Monday 3 August 2009

Linking language, art and culture

A tool, a hurdle, a weapon. An inescapable part of our lives. Language is all that and more. It is also part of our identity as distinct human beings.

Research has shown that when we are born we think in pictures. Eventually, we link the pictures to the words we hear spoken around us. Our cognitive processes are thus all linked to our birth language and, therefore, language and culture are inextricably linked.

Language is an emotive issue with economic, social, educational and political implications, according to Professor Kathleen Thorpe, head of German studies in the School of Literature and Language Studies at the University of the Witwatersrand.

The best example of the political implications of the use of a particular language, was the 1976 Soweto uprisings when pupils refused to be taught in Afrikaans, which the government had tried to force on them. Language — the use of one’s own mother tongue in particular — is a basic human right entrenched in the Bill of Rights in our Constitution.

Thorpe says the undervaluing of the humanities is having a disastrous effect on the general standard of education in South Africa. Young people are being deprived of learning to think critically, construct an argument, tolerate and appreciate difference — as well as improve their language and communication skills, a matter increasingly mentioned by employers, she says.

“The perceived hegemony of English is doing everyone a disservice,” says Thorpe. “South Africa seems woefully unaware of the value of foreign languages — a surprising fact in the light of the upcoming World Cup, at which hundreds of thousands of Europeans are expected.
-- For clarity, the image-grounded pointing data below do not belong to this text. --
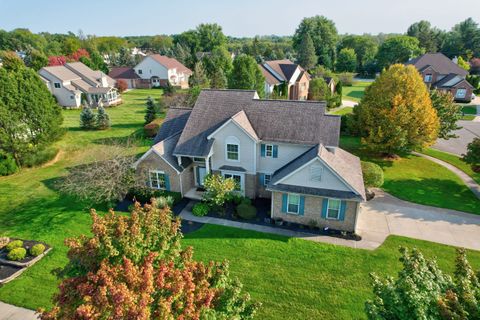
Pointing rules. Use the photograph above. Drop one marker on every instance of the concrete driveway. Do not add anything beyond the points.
(458, 146)
(385, 215)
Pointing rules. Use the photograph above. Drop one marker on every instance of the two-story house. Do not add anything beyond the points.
(286, 73)
(441, 73)
(279, 149)
(157, 70)
(69, 82)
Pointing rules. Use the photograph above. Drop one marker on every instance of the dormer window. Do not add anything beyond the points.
(232, 149)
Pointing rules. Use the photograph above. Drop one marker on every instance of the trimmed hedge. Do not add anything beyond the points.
(200, 209)
(17, 254)
(37, 249)
(246, 211)
(372, 174)
(14, 245)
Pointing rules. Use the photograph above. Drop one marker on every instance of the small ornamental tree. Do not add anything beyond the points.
(103, 120)
(448, 113)
(133, 267)
(396, 114)
(217, 189)
(151, 111)
(472, 156)
(413, 294)
(87, 119)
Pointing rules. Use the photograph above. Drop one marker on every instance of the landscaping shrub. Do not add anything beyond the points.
(39, 157)
(200, 209)
(7, 165)
(372, 174)
(17, 254)
(246, 211)
(37, 249)
(145, 194)
(14, 244)
(4, 241)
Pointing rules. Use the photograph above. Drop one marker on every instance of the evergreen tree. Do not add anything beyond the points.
(87, 119)
(199, 78)
(151, 111)
(103, 120)
(306, 53)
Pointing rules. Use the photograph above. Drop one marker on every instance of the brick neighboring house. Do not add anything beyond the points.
(441, 73)
(285, 72)
(157, 70)
(283, 150)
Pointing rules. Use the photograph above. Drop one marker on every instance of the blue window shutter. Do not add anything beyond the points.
(167, 182)
(284, 202)
(324, 208)
(275, 151)
(302, 205)
(343, 207)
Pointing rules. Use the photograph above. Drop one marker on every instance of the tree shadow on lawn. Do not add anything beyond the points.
(435, 192)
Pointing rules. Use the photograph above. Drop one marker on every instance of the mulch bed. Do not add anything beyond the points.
(263, 219)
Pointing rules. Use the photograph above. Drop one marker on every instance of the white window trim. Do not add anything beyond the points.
(157, 172)
(266, 154)
(288, 203)
(328, 208)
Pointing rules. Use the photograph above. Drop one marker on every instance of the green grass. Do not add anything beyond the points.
(343, 111)
(30, 208)
(355, 92)
(453, 160)
(419, 180)
(299, 279)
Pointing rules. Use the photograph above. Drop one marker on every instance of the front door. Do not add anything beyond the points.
(201, 172)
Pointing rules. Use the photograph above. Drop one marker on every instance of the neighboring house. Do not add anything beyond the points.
(69, 82)
(283, 150)
(128, 75)
(441, 73)
(157, 70)
(286, 73)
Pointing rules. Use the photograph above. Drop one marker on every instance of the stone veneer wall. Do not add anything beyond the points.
(312, 211)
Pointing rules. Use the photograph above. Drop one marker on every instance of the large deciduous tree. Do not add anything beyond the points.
(246, 75)
(398, 49)
(324, 35)
(396, 114)
(133, 267)
(306, 53)
(30, 119)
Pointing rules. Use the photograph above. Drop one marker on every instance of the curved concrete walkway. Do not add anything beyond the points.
(471, 184)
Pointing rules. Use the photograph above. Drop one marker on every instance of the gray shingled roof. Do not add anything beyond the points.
(173, 123)
(439, 62)
(286, 121)
(343, 163)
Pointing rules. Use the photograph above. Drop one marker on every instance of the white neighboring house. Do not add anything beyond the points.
(158, 70)
(68, 82)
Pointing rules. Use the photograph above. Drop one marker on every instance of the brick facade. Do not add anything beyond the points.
(313, 207)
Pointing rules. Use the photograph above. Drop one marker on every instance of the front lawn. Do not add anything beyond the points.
(355, 92)
(419, 180)
(299, 279)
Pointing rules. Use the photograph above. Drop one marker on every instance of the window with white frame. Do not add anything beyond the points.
(316, 173)
(157, 179)
(461, 93)
(293, 203)
(333, 209)
(268, 150)
(266, 179)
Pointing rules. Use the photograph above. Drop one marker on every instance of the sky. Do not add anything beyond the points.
(240, 18)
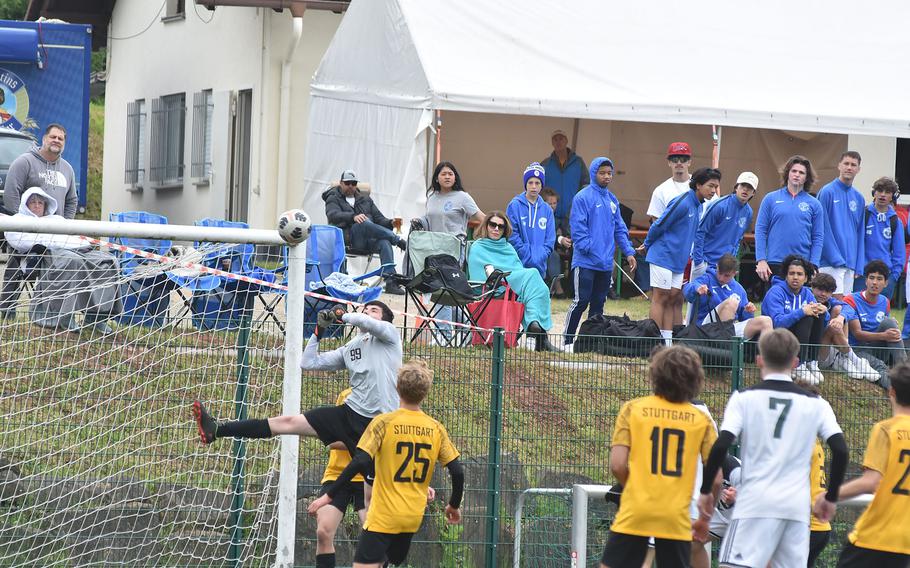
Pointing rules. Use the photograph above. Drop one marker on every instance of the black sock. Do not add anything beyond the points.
(244, 429)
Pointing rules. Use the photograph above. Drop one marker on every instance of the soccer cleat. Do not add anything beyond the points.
(204, 423)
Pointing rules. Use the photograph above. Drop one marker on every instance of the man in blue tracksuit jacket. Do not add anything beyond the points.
(566, 173)
(722, 228)
(668, 245)
(597, 228)
(789, 221)
(533, 227)
(844, 207)
(884, 237)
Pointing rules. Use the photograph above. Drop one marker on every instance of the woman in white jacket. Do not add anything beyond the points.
(71, 276)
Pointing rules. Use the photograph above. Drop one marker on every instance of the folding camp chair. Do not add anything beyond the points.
(219, 302)
(431, 296)
(146, 299)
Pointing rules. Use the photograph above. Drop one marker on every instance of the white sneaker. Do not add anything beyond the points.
(817, 376)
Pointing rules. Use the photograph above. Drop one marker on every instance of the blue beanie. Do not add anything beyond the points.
(534, 170)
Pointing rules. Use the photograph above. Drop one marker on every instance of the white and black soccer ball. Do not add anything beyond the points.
(294, 226)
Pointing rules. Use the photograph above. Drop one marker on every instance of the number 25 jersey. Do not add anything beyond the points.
(665, 441)
(405, 446)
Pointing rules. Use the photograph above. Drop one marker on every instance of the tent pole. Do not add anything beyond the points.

Neither in schools nor at university level, is the awareness of the value of learning a new language very high. Learning a foreign language will change your consciousness,” she says.

Language studies broaden one’s thinking and hone critical and interpretative skills. Learning a language is a way to gain new knowledge, and the knowledge inherent in each culture is woven into its literature.

Art in visual form is also a language, albeit more bodily directed and less mediated than discursive language. Over time, art forms transform into conceptual clarity, into new discursive language. Therefore a picture is much more than just an image the viewer looks at.